While reviewing Sallie Mae Bank’s online savings account, I realized how little the actual company behind the web interface mattered to me. I know, I know, the importance of choosing the place to store the majority of my liquid savings is critical. But when every company’s offering is just done through “software”, which for the most part, is the same, what other features could tip the scale?
So I did some thinking, and came up with a list. This is by no means an exhaustive list, but these criteria is what could make a difference, and may help you decide next time you are thinking about adding or changing a high yield savings account.
- Yield – This is obvious, but it deserves another mention. Having the highest yield, after all, is perhaps the most important criteria for many of us. Some might say that the trend is more important, but now that I think about it, I disagree. With the speed and convenience of transferring money around, it’s too easy to just move your money to the account with the higher rate. If you are a rate chaser, all you have to do is find the few banks who always offers some of the highest yield and just interlink them so you can transfer money back and forth. When the rates change, just switch. Easy and simple enough.

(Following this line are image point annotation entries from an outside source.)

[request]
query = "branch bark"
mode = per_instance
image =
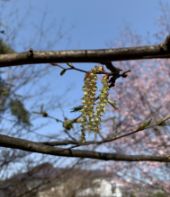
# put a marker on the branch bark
(97, 56)
(26, 145)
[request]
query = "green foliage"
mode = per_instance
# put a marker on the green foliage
(5, 48)
(19, 111)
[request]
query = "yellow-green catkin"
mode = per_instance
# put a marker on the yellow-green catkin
(91, 116)
(103, 100)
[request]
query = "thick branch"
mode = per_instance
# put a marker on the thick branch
(16, 143)
(98, 56)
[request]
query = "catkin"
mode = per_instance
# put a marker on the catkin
(92, 112)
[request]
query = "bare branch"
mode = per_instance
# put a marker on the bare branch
(16, 143)
(98, 56)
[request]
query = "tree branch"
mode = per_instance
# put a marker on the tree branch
(97, 56)
(26, 145)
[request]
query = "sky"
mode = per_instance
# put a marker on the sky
(63, 24)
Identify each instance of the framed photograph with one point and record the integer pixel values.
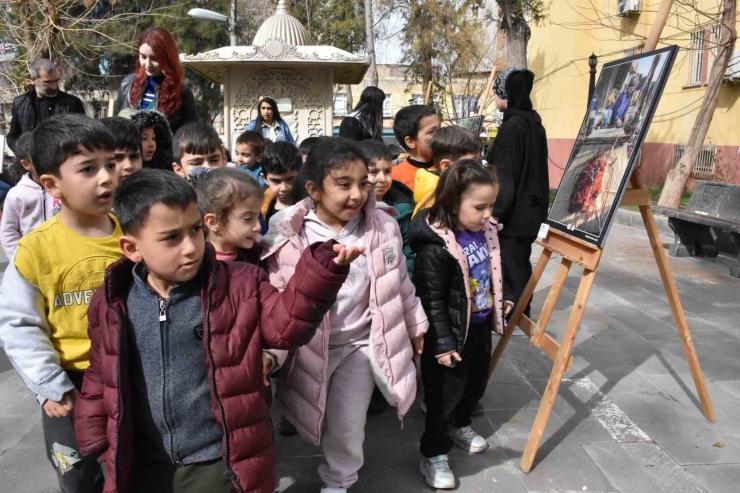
(608, 144)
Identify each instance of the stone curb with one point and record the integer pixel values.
(634, 219)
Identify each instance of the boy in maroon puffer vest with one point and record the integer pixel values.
(173, 396)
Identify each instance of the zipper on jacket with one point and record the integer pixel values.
(118, 378)
(163, 338)
(227, 454)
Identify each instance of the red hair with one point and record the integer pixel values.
(166, 54)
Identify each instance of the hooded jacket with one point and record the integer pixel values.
(442, 280)
(186, 113)
(397, 316)
(27, 205)
(162, 158)
(519, 154)
(241, 312)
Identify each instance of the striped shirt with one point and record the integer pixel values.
(147, 102)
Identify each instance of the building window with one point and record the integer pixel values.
(388, 106)
(340, 104)
(704, 167)
(637, 50)
(696, 58)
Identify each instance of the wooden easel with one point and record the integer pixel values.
(575, 251)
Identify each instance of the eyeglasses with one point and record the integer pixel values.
(47, 83)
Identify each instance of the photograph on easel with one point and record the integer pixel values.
(608, 144)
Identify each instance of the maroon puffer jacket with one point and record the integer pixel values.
(241, 310)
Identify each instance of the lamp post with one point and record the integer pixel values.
(209, 15)
(593, 61)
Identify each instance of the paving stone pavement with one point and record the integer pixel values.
(626, 419)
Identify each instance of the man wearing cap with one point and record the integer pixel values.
(43, 100)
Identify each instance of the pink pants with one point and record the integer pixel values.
(351, 385)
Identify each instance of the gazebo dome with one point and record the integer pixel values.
(282, 26)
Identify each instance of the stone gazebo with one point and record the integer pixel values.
(284, 64)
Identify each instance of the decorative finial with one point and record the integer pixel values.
(283, 7)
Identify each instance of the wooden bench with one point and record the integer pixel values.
(714, 210)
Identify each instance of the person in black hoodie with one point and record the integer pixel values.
(519, 154)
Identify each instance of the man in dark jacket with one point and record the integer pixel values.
(519, 154)
(43, 100)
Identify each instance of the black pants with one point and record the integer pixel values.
(203, 477)
(76, 474)
(451, 393)
(515, 253)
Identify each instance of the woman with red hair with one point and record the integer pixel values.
(157, 82)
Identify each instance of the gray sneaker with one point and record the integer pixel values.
(437, 472)
(468, 440)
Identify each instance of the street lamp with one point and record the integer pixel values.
(593, 61)
(209, 15)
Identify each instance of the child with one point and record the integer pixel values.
(280, 167)
(457, 273)
(388, 191)
(227, 156)
(250, 146)
(306, 146)
(127, 139)
(373, 331)
(195, 147)
(197, 418)
(448, 145)
(156, 137)
(27, 205)
(414, 127)
(47, 287)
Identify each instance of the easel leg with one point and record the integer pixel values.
(519, 310)
(558, 370)
(675, 302)
(678, 314)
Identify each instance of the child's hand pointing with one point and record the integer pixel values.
(346, 256)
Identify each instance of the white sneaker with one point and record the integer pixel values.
(468, 440)
(437, 472)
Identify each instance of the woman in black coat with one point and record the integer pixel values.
(519, 154)
(157, 83)
(366, 120)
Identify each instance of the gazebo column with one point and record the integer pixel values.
(227, 107)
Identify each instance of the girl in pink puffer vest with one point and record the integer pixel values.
(27, 205)
(375, 330)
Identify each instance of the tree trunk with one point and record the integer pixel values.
(370, 38)
(517, 33)
(27, 27)
(679, 175)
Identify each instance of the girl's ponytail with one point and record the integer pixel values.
(453, 184)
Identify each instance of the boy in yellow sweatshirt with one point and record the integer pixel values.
(448, 145)
(48, 285)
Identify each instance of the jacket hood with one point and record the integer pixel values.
(421, 234)
(531, 116)
(163, 157)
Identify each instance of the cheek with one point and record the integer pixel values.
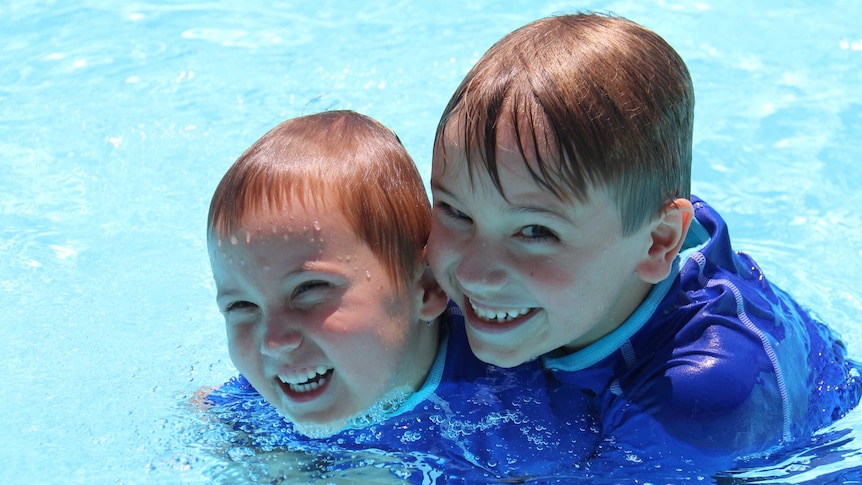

- Customer Service – How I’m treated is beginning to become an important factor for me, and it’s not just because I want to be respected as a customer either. Every company will have problems, and when it happens to affect me, I want someone who is not only able, but willing to help me figure out a solution. To get a sense of this, contact customer service and look for signs that the person on the other side:
- is courteous and calm
- is thinking about my specific situation, instead of always trying to read off of a predetermined script.
- is available when I need them (hours of service, response time etc)
- Handling of Privacy Notices – Like it or not, financial institutions either share, or more likely, sell your information to other companies. Some, like Ally Bank, are more upfront about this practice and send you letters so you can opt out. Others never seem to tell you, but you know they do it when you start receiving junk mail even though you haven’t said yes to any mailing. You can read through the privacy notices in your welcome package, but that’s usually too late, as you already became their customer. If this is important to you, give the customer reps a call before you sign up. This way, you can kill two birds with one stone because you will get a gauge of their service level too.
- Past History – Bigger banks, while not always the best at offering personal care for every customer, has the advantage of having lots of customers. This translates to lots of reviews and opinions you can look up online to get a sense of how the services are before you sign up. The added bonus is that not only can you figure out how the current features are, you can also find out how it’s been in the past. Sometimes, you can even get a sense of how they’ve handled customer complaints, and how they’ve changed their offerings to reflect customer suggestions. Keep in mind that negative reviews usually causes people to voice their concerns, so don’t be alarmed if every bank seems to have more negatives than positives.
I’ve heard of people not wanting to do business with a company because of the CEO’s political views, the company’s advertising campaign, or even whether the company is foreign owned or not. While I personally don’t put much emphasis on these types of details into my decision-making process, I don’t think it’s wrong to base your decision on such matters either.
It’s your own money, and you should do whatever you personally believe is right. This is another personal choice, after all.